15/09/2020

COVID-19 Clinical Data Explosion: The Need for Intelligence in Clinical Trials

dataexplode.jpg

The volume and speed of data generation during the COVID-19 pandemic is unprecedented. This mountain of data is growing daily. The massive COVID-19 Open Research Dataset (CORD-19) has been assembled from tech giants like Microsoft, the Allen Institute for Artificial Intelligence, and Georgetown University's Center for Security and Emerging Technology .  This dataset houses over 12,000 full text articles in “machine-readable form” that can be ingested programmatically into computer software programs and analyzed using machine learning applications like natural language processing (NLP). Furthermore, CovidSurg is a global registry for tracking outcomes in COVID-19 infected surgical patients with over 100 countries registered . This registry represents a unique opportunity to evaluate variation in patient characteristics, peri‑operative management and surgical outcomes. Not to mention the > 2000 clinical trials ongoing presently that are generating valuable data, but not currently shared across the industry.

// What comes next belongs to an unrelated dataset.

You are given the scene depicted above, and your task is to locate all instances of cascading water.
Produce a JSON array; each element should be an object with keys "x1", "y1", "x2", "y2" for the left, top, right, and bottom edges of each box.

Each of these datasets represents a rich repository for application of data mining, machine learning (ML) and artificial intelligence (AI) algorithms.  Data scientists and experts in AI and ML are the gate keepers to making this happen. Tools like CTi will pay a key role in the collaboration and analytics efforts to support this paradigm shift. Over the last decade there has been tremendous progress in these areas thanks to advances in computing capabilities and key advances in ML, such as deep learning (DL), a framework for working with complex, unstructured data (to include language/text). DL has pushed the state of the art in NLP, allowing computers to provide insight into complex language patterns, extract topics, understand context and identify relationships of interest

While data scientists can help apply technology toward organizing data more efficiently, it is paramount that this information is managed and organised by emerging tools such as Clintex CTi. Even preeminent organizations that are presumably playing by the books including pharmaceutical companies, government organizations, and hospitals are strapped by self-interest. While self-interest has some advantages pushing Big Pharma in a race toward developing new vaccines and therapeutic interventions quickly, in parallel, one hopes that data gathered from many sources is being dispersed appropriately and that organizations are acting together to share ideas, technology, and study designs. Clintex CTi will support this collaboration whilst protecting sensitive intellectual property.

 The reality is that there is insufficient data sharing on COVID-19 and as “facts” continue to emerge each organization is analyzing this information in a decentralized fashion leaving room for varying interpretation and real-life application. In summary, large-scale data collection, organization, scrutiny, and dissemination efforts during the COVID-19 era are key for strategic decision-making and sharing best practices.  ClinTex believe this is the future of medicines development and are uniquely placed to support using data to deliver new medicines, faster-safer-cheaper.